Lo primero que nos asaltó fue el olor. En los lugares donde ha habido un brote, uno se topa con un hedor que no se encuentra en ningún otro lugar. Los investigadores llevan años intentando dilucidar por qué seguimos percibiendo el olor de la infección aun cuando el virus ha sido declarado eliminado, y no han tenido más remedio que aceptar la conclusión de que se debe a que compartimos el mismo sentido viral que permite a los zombies reconocerse entre sí, sólo que en nosotros actúa, por así decirlo, en una escala olfativa menor. Gracias a él, los zombies no intentan matar a los zombies que tienen a su alrededor, a no ser que lleven semanas sin comer, mientras que los vivos podemos determinar el origen de un brote. Probablemente se trate de otra función práctica del virus que dormita plácidamente dentro de nuestros cuerpos, si bien nadie puede asegurarlo a ciencia cierta. Todavía no se ha podido explicar el olor, al menos en toda su extensión. Es un olor a muerte, y al percibirlo hasta el último centímetro del cuerpo está diciéndote: «sal corriendo». Y nosotros, como una panda de estúpidos, no le hacemos caso.

Cuando la puerta de la zona de comederos se cerró, el resto de la cuadra quedó sumida en la misma penumbra que me había rodeado en la caballeriza anterior.
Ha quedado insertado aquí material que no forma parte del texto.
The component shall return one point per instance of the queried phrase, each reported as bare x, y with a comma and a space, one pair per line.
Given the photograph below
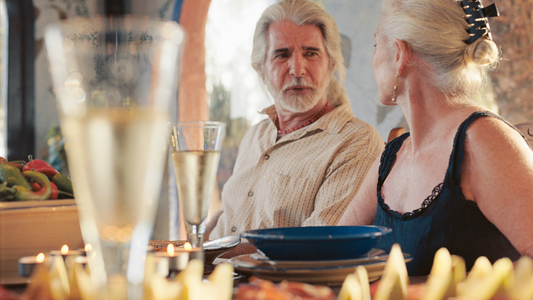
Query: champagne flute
195, 156
114, 78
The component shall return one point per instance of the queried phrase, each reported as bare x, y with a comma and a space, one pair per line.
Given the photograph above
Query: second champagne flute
195, 155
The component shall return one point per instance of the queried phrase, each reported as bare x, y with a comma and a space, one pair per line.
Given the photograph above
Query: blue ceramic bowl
316, 243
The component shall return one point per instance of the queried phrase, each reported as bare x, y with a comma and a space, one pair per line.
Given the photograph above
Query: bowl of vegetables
38, 213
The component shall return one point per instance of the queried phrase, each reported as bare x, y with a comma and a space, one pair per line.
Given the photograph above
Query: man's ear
403, 55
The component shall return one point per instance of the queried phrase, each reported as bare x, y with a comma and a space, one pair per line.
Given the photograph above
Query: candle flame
187, 246
170, 249
40, 257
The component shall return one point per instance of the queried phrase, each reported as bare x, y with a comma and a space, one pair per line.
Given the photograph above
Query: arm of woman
362, 209
497, 173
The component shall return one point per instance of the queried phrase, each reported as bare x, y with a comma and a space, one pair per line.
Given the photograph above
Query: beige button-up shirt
307, 178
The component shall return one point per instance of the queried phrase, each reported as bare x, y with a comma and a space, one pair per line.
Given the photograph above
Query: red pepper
18, 164
39, 165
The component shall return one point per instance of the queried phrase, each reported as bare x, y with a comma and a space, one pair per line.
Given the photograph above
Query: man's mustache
298, 82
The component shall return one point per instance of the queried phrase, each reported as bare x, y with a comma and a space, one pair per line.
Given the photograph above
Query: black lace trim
410, 215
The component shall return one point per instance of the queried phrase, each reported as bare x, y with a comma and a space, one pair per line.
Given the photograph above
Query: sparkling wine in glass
114, 78
195, 155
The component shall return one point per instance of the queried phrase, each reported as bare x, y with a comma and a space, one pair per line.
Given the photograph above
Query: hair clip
477, 16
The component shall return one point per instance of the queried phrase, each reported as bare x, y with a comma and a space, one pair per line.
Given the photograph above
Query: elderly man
303, 164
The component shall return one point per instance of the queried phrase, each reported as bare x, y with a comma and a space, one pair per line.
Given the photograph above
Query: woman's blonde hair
437, 31
303, 12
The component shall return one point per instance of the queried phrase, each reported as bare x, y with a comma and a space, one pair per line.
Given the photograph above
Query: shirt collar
332, 122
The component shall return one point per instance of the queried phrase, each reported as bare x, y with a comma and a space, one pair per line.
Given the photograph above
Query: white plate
331, 273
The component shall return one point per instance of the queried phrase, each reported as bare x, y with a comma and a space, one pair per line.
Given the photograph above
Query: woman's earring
395, 89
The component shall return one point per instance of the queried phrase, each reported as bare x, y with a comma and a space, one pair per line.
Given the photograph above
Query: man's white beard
298, 103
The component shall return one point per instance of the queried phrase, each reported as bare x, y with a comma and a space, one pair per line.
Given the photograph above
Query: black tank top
445, 219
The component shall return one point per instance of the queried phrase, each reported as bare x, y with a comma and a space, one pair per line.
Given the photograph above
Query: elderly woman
462, 178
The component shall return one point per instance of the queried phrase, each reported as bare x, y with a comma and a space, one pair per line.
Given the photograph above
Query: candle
28, 263
194, 253
64, 252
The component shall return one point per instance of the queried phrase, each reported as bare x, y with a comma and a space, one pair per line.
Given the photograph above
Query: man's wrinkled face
296, 69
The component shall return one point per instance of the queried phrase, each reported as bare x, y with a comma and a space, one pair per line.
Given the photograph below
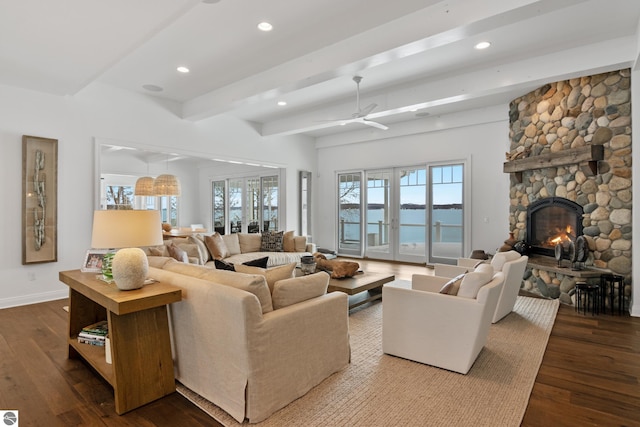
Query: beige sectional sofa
253, 343
240, 248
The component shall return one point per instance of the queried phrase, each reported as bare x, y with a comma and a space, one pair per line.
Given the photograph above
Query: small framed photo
93, 260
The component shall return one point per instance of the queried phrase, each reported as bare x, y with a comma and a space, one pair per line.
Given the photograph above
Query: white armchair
511, 263
421, 324
513, 271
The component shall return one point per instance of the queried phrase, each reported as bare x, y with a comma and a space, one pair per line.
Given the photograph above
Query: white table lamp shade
118, 229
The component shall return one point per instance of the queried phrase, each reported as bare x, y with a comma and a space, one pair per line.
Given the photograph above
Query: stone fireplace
552, 221
570, 161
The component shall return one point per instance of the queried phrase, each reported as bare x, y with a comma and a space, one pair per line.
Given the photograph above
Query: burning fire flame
562, 237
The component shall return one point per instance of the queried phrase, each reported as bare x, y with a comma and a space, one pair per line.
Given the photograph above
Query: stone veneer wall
567, 114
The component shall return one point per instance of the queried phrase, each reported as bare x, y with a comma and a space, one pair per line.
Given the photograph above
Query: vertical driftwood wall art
39, 199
—George, Rick, encended las luces —indicó Shaun.

Tuve tiempo de protegerme los ojos con el brazo antes de que se encendieran las luces del techo. Me llegó un débil ruido de arcadas procedente de Rick, y a continuación lo oí vomitando en un lugar indeterminado detrás de mí. No me sorprendió en absoluto; en estos paseos, todo el mundo acaba sacando la primera papilla, al menos una vez…, yo misma lo había hecho. Cuando hubo pasado el tiempo necesario para que los ojos se ajustaran al límite de su capacidad, bajé el brazo. Lo que vi ante mí era puro caos. La cuadra de partos ya me había parecido un lugar macabro, pero comparada con ésa no era más que un puñado de manchas extrañas y un montón de gatos muertos; aquí también había cadáveres de gatos tirados por el suelo. En cuanto a lo demás…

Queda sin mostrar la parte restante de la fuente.